Sudán se rompe en dos

   

Como diplomático uno aterriza en un nuevo país con la ilusión de identificar pronto los actores, los retos y los engranajes que lo mueven. Uno estudia la historia reciente con ansias de conocer las claves del presente y -sin jugar a adivino- hacer conjeturas sobre el futuro para poder adelantar posiciones y recursos. Pero esta vez me he llevado un fuerte encontronazo con la realidad y mis ambiciones se han visto frenadas, pues un país como Sudán exige mucho tiempo y dedicación para comenzar a entenderlo.

Tras 20 días en Sudán no dejo de asombrarme por la cainita historia que le precede y por el enorme drama humanitario que está viviendo este país. Nada hace prever una mejora de la situación en las próximas semanas y meses, ante la inminente declaración de independencia de Sudán del Sur, prevista para el 9 de julio.

Sudan es el país más grande de África, cinco veces el territorio español. Ocupa el 8% de la superficie del continente. Los sudaneses frecuentemente lo describen como un microcosmos de África, pues tiene desiertos en el norte, selvas tropicales en el sur, está dividido por uno de los mayores ríos del planeta, el Nilo, el cual es fruto final, en su descenso hacia Egipto, de la unión del Nilo Blanco, que viene de Uganda, y del Nilo Azul, que viene de Etiopía, encuentro que se produce en el mismo centro de la capital de Sudán, Jartum. Tiene la mayor variedad de vida salvaje del este de África y es uno de los países africanos con mayor diversidad étnica, con cerca de 20 tribus importantes y más de 170 lenguas autóctonas.

A esto hay que unir las complicadas y muchas veces violentas relaciones entre esa gran variedad de familias, tribus, pueblos, condados y estados, el cruento enfrentamiento religioso -el norte musulmán y el sur cristiano- y el dolor generado por la esclavitud -que aquí escribió capítulos para olvidar, como el histórico sometimiento al que han estado sujeto los pueblos negros del sur por el norte árabe-musulmán-. En esta lista de dramas hay que sumar la extrema pobreza, las grandes hambrunas, el duro clima, el aislamiento internacional, al estar sometido a un embargo y lo que describió Eduardo Galeano como la maldición de los recursos naturales, es decir, un país rico en recursos con un pueblo analfabeto viviendo en la miseria.
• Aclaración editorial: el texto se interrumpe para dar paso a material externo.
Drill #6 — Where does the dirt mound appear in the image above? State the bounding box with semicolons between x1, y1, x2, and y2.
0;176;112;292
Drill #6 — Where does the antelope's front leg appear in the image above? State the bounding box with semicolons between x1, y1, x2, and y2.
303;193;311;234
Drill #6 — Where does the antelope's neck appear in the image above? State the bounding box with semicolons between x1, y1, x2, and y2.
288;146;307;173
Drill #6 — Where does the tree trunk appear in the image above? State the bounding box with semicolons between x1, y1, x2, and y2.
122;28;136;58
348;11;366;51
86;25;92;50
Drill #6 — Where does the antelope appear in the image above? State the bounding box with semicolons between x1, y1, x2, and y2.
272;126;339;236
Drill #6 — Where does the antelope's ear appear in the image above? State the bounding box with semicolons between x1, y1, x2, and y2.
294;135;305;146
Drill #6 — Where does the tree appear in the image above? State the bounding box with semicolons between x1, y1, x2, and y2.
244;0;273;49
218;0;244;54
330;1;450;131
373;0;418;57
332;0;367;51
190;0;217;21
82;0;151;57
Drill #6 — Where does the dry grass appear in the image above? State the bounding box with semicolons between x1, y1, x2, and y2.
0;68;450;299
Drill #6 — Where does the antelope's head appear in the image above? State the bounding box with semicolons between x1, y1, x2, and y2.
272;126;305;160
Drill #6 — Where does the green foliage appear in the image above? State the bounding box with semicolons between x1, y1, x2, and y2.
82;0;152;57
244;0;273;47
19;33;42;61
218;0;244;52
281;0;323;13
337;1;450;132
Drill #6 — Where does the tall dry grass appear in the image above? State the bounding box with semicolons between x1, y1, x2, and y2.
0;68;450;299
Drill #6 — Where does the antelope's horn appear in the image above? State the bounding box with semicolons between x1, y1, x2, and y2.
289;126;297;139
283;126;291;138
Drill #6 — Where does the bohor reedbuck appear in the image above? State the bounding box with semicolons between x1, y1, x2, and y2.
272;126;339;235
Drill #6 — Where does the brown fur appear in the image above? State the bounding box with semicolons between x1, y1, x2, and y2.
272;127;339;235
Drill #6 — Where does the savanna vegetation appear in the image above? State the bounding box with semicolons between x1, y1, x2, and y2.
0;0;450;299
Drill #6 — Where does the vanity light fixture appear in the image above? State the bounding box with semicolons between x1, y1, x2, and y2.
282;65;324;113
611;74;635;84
Otro elemento que complica aún más la situación es que Sudán está incluido desde 2001 en la lista de los siete países del mundo que albergan y patrocinan el terrorismo internacional.

Fuera de sus fronteras, Sudán es hoy destacado por haber puesto fin a una larga y sangrienta guerra que arrastró -con breves periodos de paz- desde su independencia en 1956 hasta la firma de los Acuerdos de Paz en 2005. Ese acuerdo preveía la celebración de un referéndum en el que la población del sur debía decidir si continuaba unida al norte o se separaba de él. El 98% de los sureños se manifestaron a favor de la independencia y, fruto de ello, el próximo 9 de julio nacerá el país número 54 del continente africano. Así, tras 50 años de guerra civil, de tragedias humanitarias y de luchas por los recursos naturales, la independencia del sur parece una noticia que festejar. Ya se están preparando grandes fastos, que durarán tres días, con la presencia de numerosas delegaciones extranjeras para celebrar el nacimiento de Sudán del Sur, con capital en Juba.

El sur heredará el 25% del territorio del antiguo país, 8 de los 40 millones de habitantes, 10 de los 23 estados, el 75% del petróleo nacional, pero con un único oleoducto que obliga a sacarlo por el norte y gran parte de la cooperación internacional destinada a todo Sudán. Pero el Sur heredará, sobre todo, muchas dudas e interrogantes.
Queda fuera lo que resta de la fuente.